Major injuries are a bit harder to handle, as they can slow or stop the pace of the story. Do they need time to recover? Where? What do the rest of the characters do in the meantime? In Stephen Donaldson’s Covenant series, he was injured quite often, and each time the healing was a revelation in terms of plot, problems, or the use of magic in the Land. Quite often an injury became a sacrifice for the greater good. The old healer in the forest died treating his poison and broken ankle. With the giants, Pitchwife caused the death of his wife’s father as he saved the ship. Horror in death was tempered with the joy of sacrifice life for the rest of the ship. With a healthy dose of survivor guilt.
Injuries can be a way to show character. In an action adventure, injuries are expected as part of the plot, yet can become quite unrealistic. Many action movies have stepped way past the realism line, with a face punch going from one to dozens and they are still upright. Normal people can’t relate to that, and it becomes entirely unrealistic superhero stuff. There is little chance to show how being hurt affects the characters as they shake it off, maybe bleeding a bit for show. They become plastic figures and lack depth.
The best movie for a real treatment of injuries in the Die Hard series. We can flinch along with John McClane as he runs barefoot on glass, and later we see the horrifying glass extraction. There is a is a nice bit of foreshadowing in the action starting so fast he can’t pause to put on shoes, and then the dead bad guy is the wrong shoe size. We know lack of shoes will mean something nasty. He also looks wrecked by the movie end and gets in an ambulance. We can sympathise, but also that he is so tough he presses on in pain to be the man that is a hero.
The reaction to an injury is all interesting. How do the others react, or are they facing it alone? Do people panic, or start tearing off their shirt for a bandage? Reacting in a competent way makes any further hard choices more believable. The flip side is someone panics.

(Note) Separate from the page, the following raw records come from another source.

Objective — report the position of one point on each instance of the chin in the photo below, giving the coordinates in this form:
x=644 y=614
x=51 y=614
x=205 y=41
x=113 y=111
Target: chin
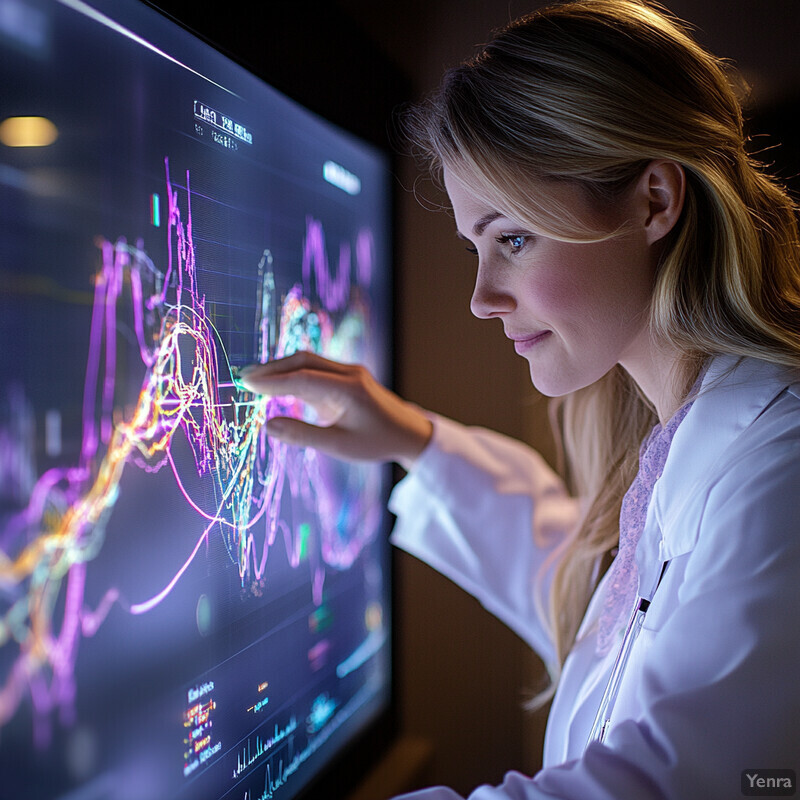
x=561 y=382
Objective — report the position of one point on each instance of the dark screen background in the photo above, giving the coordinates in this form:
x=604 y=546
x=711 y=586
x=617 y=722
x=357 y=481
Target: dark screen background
x=142 y=653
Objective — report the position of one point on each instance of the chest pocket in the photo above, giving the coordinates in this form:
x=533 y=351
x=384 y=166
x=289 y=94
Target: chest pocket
x=665 y=601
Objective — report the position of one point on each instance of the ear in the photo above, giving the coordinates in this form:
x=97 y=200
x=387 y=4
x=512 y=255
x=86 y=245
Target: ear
x=660 y=191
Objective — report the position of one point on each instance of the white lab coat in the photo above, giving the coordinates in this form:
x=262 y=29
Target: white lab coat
x=713 y=684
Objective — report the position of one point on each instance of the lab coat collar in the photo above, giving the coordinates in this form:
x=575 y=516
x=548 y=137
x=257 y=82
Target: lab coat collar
x=733 y=394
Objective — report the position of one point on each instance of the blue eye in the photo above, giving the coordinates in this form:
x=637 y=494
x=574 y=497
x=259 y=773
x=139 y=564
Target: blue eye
x=515 y=241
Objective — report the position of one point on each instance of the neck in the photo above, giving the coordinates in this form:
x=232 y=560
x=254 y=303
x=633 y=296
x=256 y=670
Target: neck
x=662 y=374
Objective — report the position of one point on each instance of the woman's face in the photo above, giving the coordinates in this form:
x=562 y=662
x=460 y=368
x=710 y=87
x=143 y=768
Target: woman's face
x=572 y=310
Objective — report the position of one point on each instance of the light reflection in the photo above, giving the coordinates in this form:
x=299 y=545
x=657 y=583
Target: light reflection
x=28 y=132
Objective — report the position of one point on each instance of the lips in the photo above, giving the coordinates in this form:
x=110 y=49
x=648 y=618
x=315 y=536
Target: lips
x=524 y=343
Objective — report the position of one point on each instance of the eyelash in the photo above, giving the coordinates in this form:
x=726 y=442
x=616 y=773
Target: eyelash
x=505 y=239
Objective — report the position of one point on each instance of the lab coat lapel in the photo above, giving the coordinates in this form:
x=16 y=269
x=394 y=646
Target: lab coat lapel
x=734 y=392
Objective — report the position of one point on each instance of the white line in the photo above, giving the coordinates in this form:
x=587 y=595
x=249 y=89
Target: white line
x=88 y=11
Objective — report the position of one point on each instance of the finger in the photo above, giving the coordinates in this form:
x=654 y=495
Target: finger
x=312 y=386
x=331 y=440
x=302 y=359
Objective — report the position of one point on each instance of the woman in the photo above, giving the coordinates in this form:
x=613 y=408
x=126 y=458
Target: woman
x=650 y=275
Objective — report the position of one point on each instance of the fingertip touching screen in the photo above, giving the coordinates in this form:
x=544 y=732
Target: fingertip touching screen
x=188 y=608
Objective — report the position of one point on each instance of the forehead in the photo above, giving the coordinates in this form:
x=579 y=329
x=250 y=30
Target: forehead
x=471 y=208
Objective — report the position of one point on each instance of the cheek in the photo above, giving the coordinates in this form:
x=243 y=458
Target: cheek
x=586 y=286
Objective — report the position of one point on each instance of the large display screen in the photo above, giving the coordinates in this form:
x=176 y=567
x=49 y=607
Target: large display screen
x=188 y=608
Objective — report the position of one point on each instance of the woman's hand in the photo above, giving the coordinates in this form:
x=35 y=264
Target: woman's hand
x=360 y=420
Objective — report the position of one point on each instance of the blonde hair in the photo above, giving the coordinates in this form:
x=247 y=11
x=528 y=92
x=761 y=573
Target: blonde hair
x=590 y=92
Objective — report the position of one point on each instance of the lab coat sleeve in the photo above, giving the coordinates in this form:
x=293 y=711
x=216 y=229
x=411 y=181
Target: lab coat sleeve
x=486 y=511
x=718 y=681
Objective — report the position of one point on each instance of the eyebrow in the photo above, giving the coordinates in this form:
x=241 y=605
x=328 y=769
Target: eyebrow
x=480 y=226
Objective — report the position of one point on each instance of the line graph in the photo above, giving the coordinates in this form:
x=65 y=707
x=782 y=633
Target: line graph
x=188 y=392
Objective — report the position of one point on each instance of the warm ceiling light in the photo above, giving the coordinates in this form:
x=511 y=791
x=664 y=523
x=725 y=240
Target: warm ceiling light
x=27 y=132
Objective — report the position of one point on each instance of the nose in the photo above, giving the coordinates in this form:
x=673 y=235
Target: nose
x=490 y=298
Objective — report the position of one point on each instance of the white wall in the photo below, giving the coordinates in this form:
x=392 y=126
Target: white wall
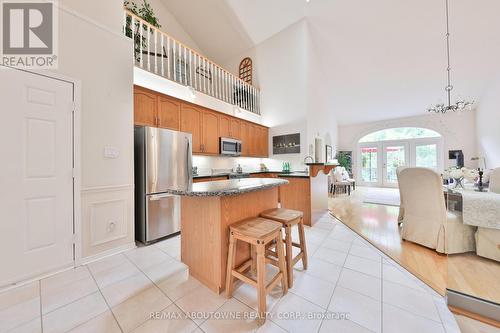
x=93 y=50
x=292 y=95
x=488 y=126
x=458 y=132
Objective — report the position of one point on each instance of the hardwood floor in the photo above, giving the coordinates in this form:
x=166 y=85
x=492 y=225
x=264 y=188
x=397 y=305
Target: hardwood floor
x=466 y=273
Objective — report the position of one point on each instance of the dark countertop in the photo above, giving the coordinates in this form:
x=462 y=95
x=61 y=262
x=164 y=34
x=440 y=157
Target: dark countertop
x=229 y=187
x=280 y=174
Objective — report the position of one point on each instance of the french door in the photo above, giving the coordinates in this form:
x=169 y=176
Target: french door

They may go into shock or faint at the sight of blood. If this is the beginning of a novel, then there is a good chance to show character growth. Alternatively, the character may be a weak part of the team and get killed by panicking at danger, or possibly redeem a villain with an unexpected sacrifice. In Stranded by Theresa Shaver, the teenagers were stranded at Disneyland by a grid down EMP. One character progresses from a makeup obsessed girl to one that kills her rapist and eventually is a complete badass by series end. Another starts as popular and successful sports star, and once this is stripped away, revealed as an incompetent panicker and dies.
So it is well worthwhile exploring the role of injury in a novel. Everyone is affected, including the reader. How the author exploits that can turn a novel from entertaining to gut wrenching realism, which is remembered long after a superhero is forgotten.